Выражение этого Cogito перевернутая философия, Дыхание жизни поддерживает триадную схему композиции персонажей, аналогичную схеме Час звезды: Вставленные автор и женский персонаж, на этот раз писательница (Анжела), оба являются гетеронимами романистки Кларис Лиспектор, скорее присутствующими, чем отсутствующими.
Расщепление повествующего субъекта, его развертывание переносится здесь иначе, чем это произошло в Час звездыдо уровня собственных работ Кларисы Лиспектор, резюмированием которых является эта посмертная книга – парафраз и пародия – в двух фокусах: Анжелы и Автора, женственности и мужественности в оппозиции. Иногда в составе языка первых, иногда в составе языка вторых в произведении распространены и видоизменяются фразы, понятия, способы действия и мышления, фразы и отрывки из рассказов, хроник и романов беллетриста. .
«Анжела — это моя попытка быть двумя. (с. 32) […] Однако она — это я» (с. 33), — говорит Автор. «Я актриса для себя» (с. 37), — отвечает Анжела, говоря о себе и для себя. Заявленное творение Автора, эта писательница, однако, имеет свою индивидуальность; подача этого чередуется с этим: два чередующихся монолога, которые никогда не сливаются в диалог. Нет соответствия между двумя разными словесными линиями одной и той же повествовательной импровизации, образующими, однако, одно ошибочное, чуткое, гиперболическое, повторяющееся письмо, заражающее читателя подлой силой злокачественного, заразительного энтузиазма – заразительный энтузиазм, как сказала бы Джейн Остин, – которая распространяется от заявленного присутствия Кларис Лиспектор.

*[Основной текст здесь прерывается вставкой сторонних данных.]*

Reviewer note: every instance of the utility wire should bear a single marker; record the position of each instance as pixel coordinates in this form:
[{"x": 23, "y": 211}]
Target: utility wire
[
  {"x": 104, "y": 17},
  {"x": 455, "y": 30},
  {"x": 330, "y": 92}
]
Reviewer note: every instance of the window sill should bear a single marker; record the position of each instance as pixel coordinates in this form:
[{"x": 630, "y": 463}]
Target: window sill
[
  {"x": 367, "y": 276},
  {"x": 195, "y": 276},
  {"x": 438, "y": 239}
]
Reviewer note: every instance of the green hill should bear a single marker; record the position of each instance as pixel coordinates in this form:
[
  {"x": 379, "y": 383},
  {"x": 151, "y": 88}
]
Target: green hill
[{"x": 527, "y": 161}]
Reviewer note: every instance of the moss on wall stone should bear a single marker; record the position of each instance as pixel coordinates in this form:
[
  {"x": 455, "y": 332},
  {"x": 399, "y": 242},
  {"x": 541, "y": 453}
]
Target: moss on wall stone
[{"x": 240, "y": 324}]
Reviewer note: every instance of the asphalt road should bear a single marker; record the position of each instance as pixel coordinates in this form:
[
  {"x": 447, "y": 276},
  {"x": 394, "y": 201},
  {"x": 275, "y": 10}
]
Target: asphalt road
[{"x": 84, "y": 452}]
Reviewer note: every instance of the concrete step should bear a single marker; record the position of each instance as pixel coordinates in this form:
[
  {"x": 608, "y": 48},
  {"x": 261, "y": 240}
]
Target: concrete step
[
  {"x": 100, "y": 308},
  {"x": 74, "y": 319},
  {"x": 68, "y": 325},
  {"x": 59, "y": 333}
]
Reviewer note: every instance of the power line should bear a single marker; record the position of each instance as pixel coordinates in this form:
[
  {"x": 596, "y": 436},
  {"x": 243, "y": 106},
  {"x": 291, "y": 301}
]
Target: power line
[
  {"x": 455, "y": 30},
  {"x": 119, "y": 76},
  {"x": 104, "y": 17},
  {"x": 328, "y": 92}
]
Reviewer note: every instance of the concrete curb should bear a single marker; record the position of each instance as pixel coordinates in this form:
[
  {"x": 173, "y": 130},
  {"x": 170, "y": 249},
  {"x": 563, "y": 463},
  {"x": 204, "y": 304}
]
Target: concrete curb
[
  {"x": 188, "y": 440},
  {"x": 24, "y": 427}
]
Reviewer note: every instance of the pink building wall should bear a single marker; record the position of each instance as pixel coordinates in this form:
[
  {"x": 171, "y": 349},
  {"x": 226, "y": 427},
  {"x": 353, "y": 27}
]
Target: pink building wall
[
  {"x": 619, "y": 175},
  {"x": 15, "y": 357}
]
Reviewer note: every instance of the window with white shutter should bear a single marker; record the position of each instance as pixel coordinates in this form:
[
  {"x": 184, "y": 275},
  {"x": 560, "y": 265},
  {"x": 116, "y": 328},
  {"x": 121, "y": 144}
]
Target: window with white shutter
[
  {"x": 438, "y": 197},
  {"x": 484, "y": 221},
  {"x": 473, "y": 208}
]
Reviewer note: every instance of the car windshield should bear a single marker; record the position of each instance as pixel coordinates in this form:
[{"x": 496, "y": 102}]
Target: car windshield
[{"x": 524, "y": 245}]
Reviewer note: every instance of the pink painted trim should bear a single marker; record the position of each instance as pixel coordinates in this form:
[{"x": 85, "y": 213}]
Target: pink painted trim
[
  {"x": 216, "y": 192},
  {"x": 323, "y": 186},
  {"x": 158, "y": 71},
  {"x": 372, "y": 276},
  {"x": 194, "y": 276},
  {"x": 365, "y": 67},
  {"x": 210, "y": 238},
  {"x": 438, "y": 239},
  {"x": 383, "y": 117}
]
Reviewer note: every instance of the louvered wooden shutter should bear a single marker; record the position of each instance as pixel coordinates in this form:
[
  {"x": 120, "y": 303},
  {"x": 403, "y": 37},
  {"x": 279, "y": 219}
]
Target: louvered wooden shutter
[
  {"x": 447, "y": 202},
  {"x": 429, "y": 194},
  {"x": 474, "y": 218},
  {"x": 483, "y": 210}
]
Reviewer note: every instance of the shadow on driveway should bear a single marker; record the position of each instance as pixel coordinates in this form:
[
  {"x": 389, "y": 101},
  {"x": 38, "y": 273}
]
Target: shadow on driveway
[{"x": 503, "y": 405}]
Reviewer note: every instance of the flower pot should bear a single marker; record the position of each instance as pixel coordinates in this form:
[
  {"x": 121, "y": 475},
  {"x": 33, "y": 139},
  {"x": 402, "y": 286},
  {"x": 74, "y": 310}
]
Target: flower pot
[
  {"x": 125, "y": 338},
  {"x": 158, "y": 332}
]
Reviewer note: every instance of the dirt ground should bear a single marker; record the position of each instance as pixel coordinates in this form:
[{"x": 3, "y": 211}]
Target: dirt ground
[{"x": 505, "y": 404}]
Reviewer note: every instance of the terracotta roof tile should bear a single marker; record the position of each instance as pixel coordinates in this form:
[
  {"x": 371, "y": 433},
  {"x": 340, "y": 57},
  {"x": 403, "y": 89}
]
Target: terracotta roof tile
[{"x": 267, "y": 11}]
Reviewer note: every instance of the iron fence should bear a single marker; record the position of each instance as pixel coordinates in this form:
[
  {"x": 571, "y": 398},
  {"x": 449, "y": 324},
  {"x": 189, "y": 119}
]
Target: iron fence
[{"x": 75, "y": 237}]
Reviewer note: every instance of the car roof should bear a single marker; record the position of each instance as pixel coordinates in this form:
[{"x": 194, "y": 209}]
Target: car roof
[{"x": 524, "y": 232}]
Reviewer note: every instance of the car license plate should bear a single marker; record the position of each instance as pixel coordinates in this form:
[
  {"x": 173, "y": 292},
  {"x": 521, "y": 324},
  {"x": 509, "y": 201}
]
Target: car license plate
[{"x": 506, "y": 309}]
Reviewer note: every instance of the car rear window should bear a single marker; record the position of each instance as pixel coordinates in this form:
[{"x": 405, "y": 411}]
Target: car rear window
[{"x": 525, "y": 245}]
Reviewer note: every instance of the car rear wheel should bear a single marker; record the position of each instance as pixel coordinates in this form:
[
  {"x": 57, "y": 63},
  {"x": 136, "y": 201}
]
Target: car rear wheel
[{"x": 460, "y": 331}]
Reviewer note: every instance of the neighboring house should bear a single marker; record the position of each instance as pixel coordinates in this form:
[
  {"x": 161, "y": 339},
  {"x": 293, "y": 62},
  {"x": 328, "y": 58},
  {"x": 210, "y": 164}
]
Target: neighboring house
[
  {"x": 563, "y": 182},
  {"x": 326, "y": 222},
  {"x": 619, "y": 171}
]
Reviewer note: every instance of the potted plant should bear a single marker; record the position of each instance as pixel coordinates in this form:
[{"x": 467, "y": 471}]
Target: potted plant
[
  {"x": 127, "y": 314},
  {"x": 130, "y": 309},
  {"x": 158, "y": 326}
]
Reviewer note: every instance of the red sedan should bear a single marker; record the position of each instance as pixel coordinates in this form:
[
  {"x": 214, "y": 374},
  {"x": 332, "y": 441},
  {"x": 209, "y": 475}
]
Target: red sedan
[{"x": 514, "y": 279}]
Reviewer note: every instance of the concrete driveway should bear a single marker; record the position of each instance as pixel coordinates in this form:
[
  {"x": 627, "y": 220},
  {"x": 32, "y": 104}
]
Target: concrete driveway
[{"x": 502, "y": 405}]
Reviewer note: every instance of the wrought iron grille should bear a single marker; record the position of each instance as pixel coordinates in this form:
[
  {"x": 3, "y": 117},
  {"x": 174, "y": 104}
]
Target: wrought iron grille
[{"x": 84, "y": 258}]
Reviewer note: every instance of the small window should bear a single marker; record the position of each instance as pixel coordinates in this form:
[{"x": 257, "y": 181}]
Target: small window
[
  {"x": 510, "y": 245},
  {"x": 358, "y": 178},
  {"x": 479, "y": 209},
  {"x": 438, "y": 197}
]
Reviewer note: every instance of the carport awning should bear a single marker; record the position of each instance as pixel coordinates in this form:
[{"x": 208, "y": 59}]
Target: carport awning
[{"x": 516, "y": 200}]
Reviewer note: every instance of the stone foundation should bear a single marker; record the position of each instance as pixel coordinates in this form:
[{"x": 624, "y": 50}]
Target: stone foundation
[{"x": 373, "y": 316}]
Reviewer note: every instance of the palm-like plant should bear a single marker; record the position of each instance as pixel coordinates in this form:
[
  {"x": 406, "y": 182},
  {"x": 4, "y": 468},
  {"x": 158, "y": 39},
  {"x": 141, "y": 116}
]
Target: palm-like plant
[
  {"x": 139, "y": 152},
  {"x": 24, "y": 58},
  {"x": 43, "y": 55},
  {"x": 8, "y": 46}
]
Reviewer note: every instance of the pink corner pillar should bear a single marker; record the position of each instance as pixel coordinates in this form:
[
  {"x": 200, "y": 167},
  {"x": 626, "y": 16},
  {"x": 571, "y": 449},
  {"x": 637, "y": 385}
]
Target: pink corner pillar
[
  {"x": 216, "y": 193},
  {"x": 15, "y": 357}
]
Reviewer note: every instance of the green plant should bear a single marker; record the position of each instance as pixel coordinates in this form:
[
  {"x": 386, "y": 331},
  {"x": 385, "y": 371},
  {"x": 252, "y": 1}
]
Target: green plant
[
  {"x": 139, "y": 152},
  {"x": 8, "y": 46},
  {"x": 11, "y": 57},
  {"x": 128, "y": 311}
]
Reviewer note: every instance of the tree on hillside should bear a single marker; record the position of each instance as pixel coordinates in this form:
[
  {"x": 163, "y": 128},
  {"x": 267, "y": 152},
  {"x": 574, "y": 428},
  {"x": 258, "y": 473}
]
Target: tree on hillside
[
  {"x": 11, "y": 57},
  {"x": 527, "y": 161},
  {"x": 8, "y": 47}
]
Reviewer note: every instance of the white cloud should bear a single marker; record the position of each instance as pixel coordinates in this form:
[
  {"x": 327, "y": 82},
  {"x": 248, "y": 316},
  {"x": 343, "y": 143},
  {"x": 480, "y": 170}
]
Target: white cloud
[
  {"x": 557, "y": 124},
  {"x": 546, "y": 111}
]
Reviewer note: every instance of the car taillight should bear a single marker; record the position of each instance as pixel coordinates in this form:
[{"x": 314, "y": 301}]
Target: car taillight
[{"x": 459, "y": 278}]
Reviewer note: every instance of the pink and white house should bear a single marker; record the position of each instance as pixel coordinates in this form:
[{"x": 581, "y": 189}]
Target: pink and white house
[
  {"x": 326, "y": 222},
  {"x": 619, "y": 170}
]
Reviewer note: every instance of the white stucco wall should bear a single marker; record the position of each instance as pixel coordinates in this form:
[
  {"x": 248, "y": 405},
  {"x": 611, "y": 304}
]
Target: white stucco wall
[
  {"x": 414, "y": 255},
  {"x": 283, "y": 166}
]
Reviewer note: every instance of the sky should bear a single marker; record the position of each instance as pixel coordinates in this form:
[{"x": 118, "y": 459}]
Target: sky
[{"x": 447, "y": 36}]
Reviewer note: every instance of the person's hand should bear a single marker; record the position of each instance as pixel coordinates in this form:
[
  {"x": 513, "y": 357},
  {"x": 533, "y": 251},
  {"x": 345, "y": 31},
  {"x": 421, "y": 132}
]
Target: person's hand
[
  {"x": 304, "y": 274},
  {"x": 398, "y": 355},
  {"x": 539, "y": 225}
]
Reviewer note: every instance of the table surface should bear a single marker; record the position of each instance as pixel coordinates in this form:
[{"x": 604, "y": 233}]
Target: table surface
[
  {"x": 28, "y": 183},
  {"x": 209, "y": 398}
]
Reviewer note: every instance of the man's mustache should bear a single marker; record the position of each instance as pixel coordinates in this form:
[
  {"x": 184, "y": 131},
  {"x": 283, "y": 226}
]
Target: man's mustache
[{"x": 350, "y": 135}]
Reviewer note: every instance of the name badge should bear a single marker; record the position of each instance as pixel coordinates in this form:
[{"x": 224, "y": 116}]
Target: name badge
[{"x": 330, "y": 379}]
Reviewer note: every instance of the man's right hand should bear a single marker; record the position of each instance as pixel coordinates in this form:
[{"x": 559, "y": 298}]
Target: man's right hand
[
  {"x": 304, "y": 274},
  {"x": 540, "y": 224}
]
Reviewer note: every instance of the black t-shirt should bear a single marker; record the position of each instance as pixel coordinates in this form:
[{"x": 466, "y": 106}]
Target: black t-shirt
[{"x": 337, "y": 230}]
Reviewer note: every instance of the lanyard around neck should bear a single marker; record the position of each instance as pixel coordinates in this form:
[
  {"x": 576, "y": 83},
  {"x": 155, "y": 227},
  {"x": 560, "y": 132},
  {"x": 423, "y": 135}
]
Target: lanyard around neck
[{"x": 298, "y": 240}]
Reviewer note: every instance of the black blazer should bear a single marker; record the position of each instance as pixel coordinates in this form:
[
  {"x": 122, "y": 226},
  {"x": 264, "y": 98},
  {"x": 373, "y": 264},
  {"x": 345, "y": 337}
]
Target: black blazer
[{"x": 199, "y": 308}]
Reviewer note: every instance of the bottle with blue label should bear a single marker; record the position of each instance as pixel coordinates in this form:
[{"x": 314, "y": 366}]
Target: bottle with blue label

Характер ее персонажей, автор и читатель ее собственной книги, которая резюмируется в ней, и через нее Клариса Лиспектор, ортоним среди ее гетеронимов, наконец вписывается в конец произведения, написав ожидаемую эпитафию там, где начинается и заканчивается текст. в Дыхание жизни: «Я уже прочитал эту книгу до конца и добавляю некоторые новости в начале, а это значит, что конец, который не следует читать раньше, соединяется с началом в круг, змею, заглатывающую собственный хвост. И, прочитав книгу, я вырезала гораздо больше половины, оставила только то, что меня провоцирует и вдохновляет в жизни: звезду, зажженную в сумерках. […] Однако я уже в будущем. Это мое будущее будет для тебя прошлым мертвеца. Когда вы закончите эту книгу, воздайте мне аллилуйя. Когда ты закроешь последние страницы этой несчастной и безрассудно-игровой книги жизни, тогда забудь меня. Пусть Бог благословит вас и эта книга закончится хорошо. Чтобы я наконец смог отдохнуть. Пусть мир будет между нами, между тобой и между мной. Я поддаюсь на речь? Да простят меня верующие храма: я пишу и таким образом избавляюсь от себя и могу потом отдохнуть». (стр. 20)
Игра идентичности, которую повествовательница вела сама с собой, прекращается, когда текст, предваряющий размышления о смерти, становится погребальной стелой.
* Бенедито Нуньес (1929-2011), философ, почетный профессор UFPA, является автором среди других книг Драма языка – прочтение Кларисы Лиспектор (Раздражать)
Первоначально опубликовано в журнале Конец зла, No, 9, 1989.
Примечания
* Цитаты взяты из Час звезды (Ливрария Хосе Олимпио Эдора, Рио, 1977 г.), Страсть по версии GH («Романс», Editora do Autor, Рио, 1964), Дыхание жизни («Pulsações», Editora Nova Fronteira, Рио, 1978).
[Я] См. «Авангардная литература в Бразилии». В: Авангардные литературные движения в Иберо-Америке, мемориал 11-го Конгресса, Международный институт иберо-американской литературы, Техасский университет, Мексика, 1965 г., стр. 109 – 116.
[II] Письмо от 4 марта 1957 г. (Рио). Источник: Архив-музей литературы фонда Casa de Rui Barbosa.
[III] Письмо Кларисы Андреа Азуле. Источник: Ольга Борелли.